Config, Facets, and Identity Inputs¶

When configuring a run, decide whether each parameter should trigger re-execution on change, be searchable for later filtering, or both.

Decision Tree¶

Should changing this parameter re-run my model? → config
Do I need to search/filter by this value later? → facet
Both? → Use both. A value can appear in config (cache invalidation) and facet (queryable).
Large external config files that must affect the cache key? → identity_inputs

Reference Table¶

Parameter	Affects Cache?	Queryable?	Use For
`config=`	Yes	No (by default)	Parameters that change behavior
`facet=`	No	Yes (indexed)	Metadata for filtering and grouping
`facet_from=`	—	Yes	Extract keys from `config` for queries
`identity_inputs=`	Yes	No	Large or file-based configs that affect identity

The `config` Argument¶

config accepts a plain dict or a Pydantic model. It is:

Hashed into the run signature (cache identity).
Stored in the per-run consist.json snapshot under config.
Not stored as structured/queryable data in DuckDB by default.

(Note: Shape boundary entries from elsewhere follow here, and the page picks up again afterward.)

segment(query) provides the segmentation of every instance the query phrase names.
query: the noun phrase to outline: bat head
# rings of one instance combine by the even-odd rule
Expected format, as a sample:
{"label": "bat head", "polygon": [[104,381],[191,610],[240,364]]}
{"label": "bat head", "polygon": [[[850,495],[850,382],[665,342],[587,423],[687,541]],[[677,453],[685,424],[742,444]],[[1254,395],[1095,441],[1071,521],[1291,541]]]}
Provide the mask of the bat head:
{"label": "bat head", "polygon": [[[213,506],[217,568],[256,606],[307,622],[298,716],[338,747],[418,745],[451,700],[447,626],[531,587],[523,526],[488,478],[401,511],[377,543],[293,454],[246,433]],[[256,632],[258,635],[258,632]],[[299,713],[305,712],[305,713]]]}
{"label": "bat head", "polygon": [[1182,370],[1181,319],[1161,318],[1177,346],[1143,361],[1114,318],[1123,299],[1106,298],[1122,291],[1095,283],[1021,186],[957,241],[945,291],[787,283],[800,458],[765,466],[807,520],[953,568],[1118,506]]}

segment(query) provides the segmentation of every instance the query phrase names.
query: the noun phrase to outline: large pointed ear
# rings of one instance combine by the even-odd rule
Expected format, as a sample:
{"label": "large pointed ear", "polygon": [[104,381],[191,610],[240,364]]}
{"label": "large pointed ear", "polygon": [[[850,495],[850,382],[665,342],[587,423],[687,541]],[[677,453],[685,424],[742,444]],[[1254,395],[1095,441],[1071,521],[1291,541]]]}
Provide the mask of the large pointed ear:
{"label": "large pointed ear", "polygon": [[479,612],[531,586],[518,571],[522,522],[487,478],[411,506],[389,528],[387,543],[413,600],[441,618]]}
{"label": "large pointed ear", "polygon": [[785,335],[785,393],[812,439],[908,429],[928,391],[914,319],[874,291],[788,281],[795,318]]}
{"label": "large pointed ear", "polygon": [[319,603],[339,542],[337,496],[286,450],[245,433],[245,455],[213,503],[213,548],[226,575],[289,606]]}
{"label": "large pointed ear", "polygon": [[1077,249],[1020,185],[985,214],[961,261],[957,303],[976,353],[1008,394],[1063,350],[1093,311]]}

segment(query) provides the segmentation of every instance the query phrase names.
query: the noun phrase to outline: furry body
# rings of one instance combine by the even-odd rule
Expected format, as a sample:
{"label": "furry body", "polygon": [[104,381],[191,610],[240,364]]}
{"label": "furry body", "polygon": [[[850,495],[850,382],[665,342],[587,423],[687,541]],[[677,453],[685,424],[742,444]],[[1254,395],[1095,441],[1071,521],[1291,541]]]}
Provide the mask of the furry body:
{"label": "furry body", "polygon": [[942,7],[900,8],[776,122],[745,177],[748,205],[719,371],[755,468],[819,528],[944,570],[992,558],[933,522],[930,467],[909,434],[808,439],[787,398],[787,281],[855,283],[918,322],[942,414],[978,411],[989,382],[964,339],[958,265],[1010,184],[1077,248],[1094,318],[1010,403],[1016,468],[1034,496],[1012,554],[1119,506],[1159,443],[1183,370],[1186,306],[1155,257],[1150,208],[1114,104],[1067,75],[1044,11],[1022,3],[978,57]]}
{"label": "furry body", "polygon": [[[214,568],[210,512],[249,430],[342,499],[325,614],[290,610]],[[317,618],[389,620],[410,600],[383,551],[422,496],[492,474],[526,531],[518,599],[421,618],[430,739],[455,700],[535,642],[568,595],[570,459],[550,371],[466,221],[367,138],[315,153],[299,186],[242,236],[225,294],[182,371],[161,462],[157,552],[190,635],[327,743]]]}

If you pass a Pydantic model, it is serialized via model_dump() before hashing and snapshotting.

Config Hashing¶

Consist uses canonical hashing: converting dicts (and YAML/JSON) into a deterministic fingerprint regardless of field order or number formatting. Both {"a": 1, "b": 2} and {"b": 2, "a": 1} produce the same hash, so the cache stays stable when config dicts are built in different orders.

The run signature is derived from:

the config hash (the config payload, normalized)
the input hash (logged inputs)
the code hash

A few run-level fields — model, year, and iteration — are also folded into the config hash under a reserved __consist_run_fields__ key. When set, cache_epoch and cache_version are included there too. This means changing those values will change the signature even if config is otherwise identical.

stage and phase are separate first-class run dimensions, not facets. They live on Run, are queryable with find_runs(stage=..., phase=...), and are mirrored into run.meta only for backward compatibility with older databases.

Facets are compact, queryable config subsets persisted to DuckDB. They do not affect the cache key — they exist purely for filtering and grouping runs after the fact.

Sources:

facet={"key": value, ...} — explicit facet payload
facet_from=["key", ...] — extracts top-level keys from config by name
to_consist_facet() on a Pydantic model — if implemented

If both facet and facet_from are provided, extracted values are merged into the explicit facet dict; explicit keys win on collision. facet_from raises KeyError if any listed key is missing from config.

Guardrails¶

Limit	Behavior when exceeded
Facet > 16 KB (canonical JSON)	Facet not persisted; run continues
Facet > 500 KV rows	Facet not indexed; run continues

No error is raised — Consist degrades silently to avoid blocking runs.

Facet persistence creates indexed tables:

config_facet — deduplicated facet JSON blobs
run_config_kv — flattened key/value index for filtering
artifact_facet — artifact-level facet blobs
artifact_kv — flattened scalar key/value index for artifact filtering

Flattened keys use dot-notation; dots in raw key names are escaped as \..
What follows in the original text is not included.